In New York City, the police advise you not to take out your wallet when approached by a beggar. The obvious reason is that you might be mugged and robbed. Steve Lipman, however, had no such misgivings about a young black woman, shy and rail-thin, her matted hair covered by a scarf, who approached him in the nearly empty Times Square subway station while he was waiting for a train.

Without giving it a second thought, Steve took out some dollars from his wallet and gave them to the woman, enough to buy a meal. From what he could see, she needed something to eat. No good work, he was taught as a child, goes unrewarded. Steve was not just a believing Christian, he was a practicing one. For him, faith without good works was dead (James 2:26).

Then Steve noticed the woman’s feet. She was wearing threadbare sneakers and had no socks on. He asked her why. “I have no money for socks,” she explained, with a touch of embarrassment. Steve had no more money either to give her but the vision of her sockless feet accompanied him all the way home.

When he got home, he rummaged through his dresser for several pair of new, thick socks and put two pair in a plastic bag.
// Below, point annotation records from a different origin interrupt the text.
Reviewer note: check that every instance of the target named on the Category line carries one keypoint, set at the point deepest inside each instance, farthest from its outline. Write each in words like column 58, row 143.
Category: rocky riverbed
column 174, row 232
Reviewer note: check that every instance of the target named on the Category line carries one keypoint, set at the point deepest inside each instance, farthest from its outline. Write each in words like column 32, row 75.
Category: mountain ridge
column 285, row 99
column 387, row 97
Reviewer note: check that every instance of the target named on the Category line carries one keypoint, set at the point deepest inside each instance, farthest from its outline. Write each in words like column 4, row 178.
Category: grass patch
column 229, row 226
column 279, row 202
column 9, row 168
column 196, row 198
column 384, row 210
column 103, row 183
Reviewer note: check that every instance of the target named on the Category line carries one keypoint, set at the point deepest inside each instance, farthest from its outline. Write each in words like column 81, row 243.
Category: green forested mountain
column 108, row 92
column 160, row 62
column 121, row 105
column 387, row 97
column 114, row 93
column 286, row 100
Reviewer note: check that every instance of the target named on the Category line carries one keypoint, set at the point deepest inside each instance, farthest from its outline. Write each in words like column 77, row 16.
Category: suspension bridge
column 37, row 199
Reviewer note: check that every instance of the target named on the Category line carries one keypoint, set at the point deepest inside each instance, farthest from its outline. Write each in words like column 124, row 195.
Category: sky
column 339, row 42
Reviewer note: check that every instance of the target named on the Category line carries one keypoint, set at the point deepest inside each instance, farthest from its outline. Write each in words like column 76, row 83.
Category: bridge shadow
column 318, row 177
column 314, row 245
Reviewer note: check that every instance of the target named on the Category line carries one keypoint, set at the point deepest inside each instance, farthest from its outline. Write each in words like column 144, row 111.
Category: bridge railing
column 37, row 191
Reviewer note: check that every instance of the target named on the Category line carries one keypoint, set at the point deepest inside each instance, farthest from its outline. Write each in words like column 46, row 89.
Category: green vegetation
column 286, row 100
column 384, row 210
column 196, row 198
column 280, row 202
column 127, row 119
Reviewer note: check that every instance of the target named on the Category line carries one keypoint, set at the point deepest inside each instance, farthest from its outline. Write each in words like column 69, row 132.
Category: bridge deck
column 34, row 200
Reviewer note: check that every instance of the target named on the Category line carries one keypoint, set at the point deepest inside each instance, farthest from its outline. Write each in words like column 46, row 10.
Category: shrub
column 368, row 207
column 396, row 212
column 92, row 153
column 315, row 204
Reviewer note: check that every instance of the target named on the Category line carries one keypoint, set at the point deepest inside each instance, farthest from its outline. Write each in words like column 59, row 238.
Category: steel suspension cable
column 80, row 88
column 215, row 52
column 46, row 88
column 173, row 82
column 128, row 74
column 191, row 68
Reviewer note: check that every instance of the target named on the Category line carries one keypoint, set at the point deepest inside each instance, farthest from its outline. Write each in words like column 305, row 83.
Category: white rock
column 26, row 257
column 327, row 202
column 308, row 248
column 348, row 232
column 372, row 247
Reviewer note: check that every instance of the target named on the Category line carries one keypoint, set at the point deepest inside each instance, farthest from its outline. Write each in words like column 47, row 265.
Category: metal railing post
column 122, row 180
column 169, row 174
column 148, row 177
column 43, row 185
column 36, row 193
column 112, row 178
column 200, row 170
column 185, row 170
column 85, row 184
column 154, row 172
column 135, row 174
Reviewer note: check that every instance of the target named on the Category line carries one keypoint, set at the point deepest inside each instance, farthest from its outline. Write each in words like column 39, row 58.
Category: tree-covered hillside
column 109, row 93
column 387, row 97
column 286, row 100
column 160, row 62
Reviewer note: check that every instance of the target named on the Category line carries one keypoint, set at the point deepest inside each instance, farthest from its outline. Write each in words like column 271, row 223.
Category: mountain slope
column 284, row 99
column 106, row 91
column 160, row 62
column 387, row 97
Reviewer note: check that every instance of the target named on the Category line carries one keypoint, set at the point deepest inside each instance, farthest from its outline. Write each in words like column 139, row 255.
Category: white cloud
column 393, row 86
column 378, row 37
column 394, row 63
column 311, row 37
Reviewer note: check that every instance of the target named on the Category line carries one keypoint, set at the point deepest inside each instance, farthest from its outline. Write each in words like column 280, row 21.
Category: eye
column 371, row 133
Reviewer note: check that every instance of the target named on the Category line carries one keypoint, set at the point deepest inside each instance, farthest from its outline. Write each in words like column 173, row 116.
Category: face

He waited for the woman for several days in the same place, at the same time, but she never showed up. Unwilling to give up, and unable to linger on the platform, he brought his little package up a flight of stairs to the clerk who worked in the token booth. Though they had never spoken, they did have a smiling relationship. The woman knew his face, and smiled as usual.

He asked her to open the booth’s side door, and handed her the bag with this assignment: “Please be on the lookout for a thin, black homeless woman who comes to the station in mid-afternoon and has no socks.”

Steve’s schedule kept him from that subway station for several weeks. When he finally went by her booth again, the clerk excitedly waved him over. “The young homeless woman never showed up,” she said. “But the day after you left the bag two homeless men knocked on the booth’s door and said their socks were wet, their feet were cold, and did I have any dry socks? It looks like the Good Lord had other plans for your good deed. So I gave those men your package,” she said.

Steve then realized it is God who is glorified by his good deeds, and while “man disposes, God disposes.”

The clerk had never seen those men before, she assured Steve. She had worked at that station for many years, and no one had ever asked her for dry socks before.

Steve felt a burst of elation and inner freedom when he realized that God directed his gift to others in need. God had other plans for Steve’s good deed which went to two homeless men who, out of the blue, came knocking on the door of the token booth for dry socks.

This story goes to show that faith, joined by the good works of love, is not dead but imparts life.